Additionally, regions like the Mekong and Red River Deltas in Vietnam have also battled with arsenic pollution affecting water supplies and agricultural productivity. The toxic chemical can accumulate in soils and rice plants, posing further health risks through food consumption.
Molly Matthews, who contributed to the paper during her master’s degree in environmental geoscience at the University of Bristol, shared her excitement about the discovery.
“The research opens the door for developing new strategies to mitigate arsenic pollution. Understanding the role of iron minerals in arsenic oxidation could lead to innovative approaches to water treatment or soil remediation,” she said in the news release.
The study utilized the advanced capabilities of the European Synchrotron Radiation Facility in Grenoble, France, to conduct complex experiments, crucial for confirming the oxidation state of arsenic.
James Byrne, associate professor of earth sciences, noted the importance of this high-level analysis, adding, “Determining arsenic formation at the atomic level using X-ray absorption spectroscopy was crucial for confirming changes to the arsenic oxidation state.”
Support for this groundbreaking research came through a UK Research & Innovation Future Leaders Fellowship awarded to Byrne. Further research is needed to explore how these findings can be implemented in real-world scenarios.
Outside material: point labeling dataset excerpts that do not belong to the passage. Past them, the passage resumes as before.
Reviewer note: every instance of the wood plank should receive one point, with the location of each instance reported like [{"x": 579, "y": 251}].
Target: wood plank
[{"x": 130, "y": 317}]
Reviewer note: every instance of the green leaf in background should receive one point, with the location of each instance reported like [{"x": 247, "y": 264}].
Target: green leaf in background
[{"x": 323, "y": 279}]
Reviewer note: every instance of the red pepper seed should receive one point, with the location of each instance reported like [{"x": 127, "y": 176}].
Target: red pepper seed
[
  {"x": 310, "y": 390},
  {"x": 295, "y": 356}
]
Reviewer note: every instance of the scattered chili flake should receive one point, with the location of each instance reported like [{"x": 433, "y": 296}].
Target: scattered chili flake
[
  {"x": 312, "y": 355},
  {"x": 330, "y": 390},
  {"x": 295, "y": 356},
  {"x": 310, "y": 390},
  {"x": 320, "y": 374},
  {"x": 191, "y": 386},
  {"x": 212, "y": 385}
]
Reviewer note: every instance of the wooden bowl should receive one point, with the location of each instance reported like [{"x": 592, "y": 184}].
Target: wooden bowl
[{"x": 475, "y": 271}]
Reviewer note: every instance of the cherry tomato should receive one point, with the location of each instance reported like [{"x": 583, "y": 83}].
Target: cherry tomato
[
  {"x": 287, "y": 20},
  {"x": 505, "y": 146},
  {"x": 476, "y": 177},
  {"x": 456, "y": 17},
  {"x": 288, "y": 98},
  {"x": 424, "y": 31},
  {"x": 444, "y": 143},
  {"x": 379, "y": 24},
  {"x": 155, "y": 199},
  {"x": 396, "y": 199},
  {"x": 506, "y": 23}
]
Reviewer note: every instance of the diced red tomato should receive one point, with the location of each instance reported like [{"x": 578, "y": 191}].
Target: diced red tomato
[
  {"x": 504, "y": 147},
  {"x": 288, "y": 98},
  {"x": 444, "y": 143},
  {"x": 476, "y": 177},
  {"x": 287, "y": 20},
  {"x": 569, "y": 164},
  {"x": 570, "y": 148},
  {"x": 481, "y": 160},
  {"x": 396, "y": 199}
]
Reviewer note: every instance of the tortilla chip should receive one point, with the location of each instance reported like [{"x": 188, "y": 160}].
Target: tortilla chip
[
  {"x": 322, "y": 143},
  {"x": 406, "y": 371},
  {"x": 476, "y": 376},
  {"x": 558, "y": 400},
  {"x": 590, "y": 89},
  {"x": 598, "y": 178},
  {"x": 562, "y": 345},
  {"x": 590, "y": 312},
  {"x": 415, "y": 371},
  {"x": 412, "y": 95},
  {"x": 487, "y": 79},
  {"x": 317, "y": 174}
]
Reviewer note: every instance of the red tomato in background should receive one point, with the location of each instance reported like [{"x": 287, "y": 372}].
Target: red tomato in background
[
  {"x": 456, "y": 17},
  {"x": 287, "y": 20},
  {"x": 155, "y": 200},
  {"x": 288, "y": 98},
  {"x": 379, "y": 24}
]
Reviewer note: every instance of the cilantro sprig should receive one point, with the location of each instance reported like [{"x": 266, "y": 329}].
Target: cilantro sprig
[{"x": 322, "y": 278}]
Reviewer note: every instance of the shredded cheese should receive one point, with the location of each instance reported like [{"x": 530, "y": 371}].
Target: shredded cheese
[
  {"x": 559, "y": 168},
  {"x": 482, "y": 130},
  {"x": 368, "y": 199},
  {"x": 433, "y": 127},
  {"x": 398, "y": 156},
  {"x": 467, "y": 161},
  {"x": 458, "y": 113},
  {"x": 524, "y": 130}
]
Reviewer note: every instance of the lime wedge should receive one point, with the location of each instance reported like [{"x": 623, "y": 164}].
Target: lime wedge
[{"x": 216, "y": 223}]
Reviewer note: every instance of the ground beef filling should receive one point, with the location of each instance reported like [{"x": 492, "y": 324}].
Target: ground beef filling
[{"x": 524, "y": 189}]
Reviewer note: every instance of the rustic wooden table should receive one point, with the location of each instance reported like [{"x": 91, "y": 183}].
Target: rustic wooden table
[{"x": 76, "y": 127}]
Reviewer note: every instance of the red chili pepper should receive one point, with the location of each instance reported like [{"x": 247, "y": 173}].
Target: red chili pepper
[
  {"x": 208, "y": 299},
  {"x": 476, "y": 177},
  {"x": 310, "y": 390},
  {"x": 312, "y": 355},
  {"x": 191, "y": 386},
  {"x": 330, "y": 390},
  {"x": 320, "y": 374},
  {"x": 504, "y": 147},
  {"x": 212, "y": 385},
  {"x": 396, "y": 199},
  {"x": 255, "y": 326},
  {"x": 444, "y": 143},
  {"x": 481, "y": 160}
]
“The whole research team worked tirelessly on this project,” Dr. Biswakarma added. “I genuinely believe, with more work, we can find effective possible solutions. We’re already making great inroads to overcoming this big global issue. We’re excited to investigate how this process might work in different types of soils and groundwater systems, especially in areas where arsenic contamination is most severe.”
This study, published in the journal Environmental Science & Technology Letters, significantly contributing to advancing equitable and sustainable health and driving forward social justice.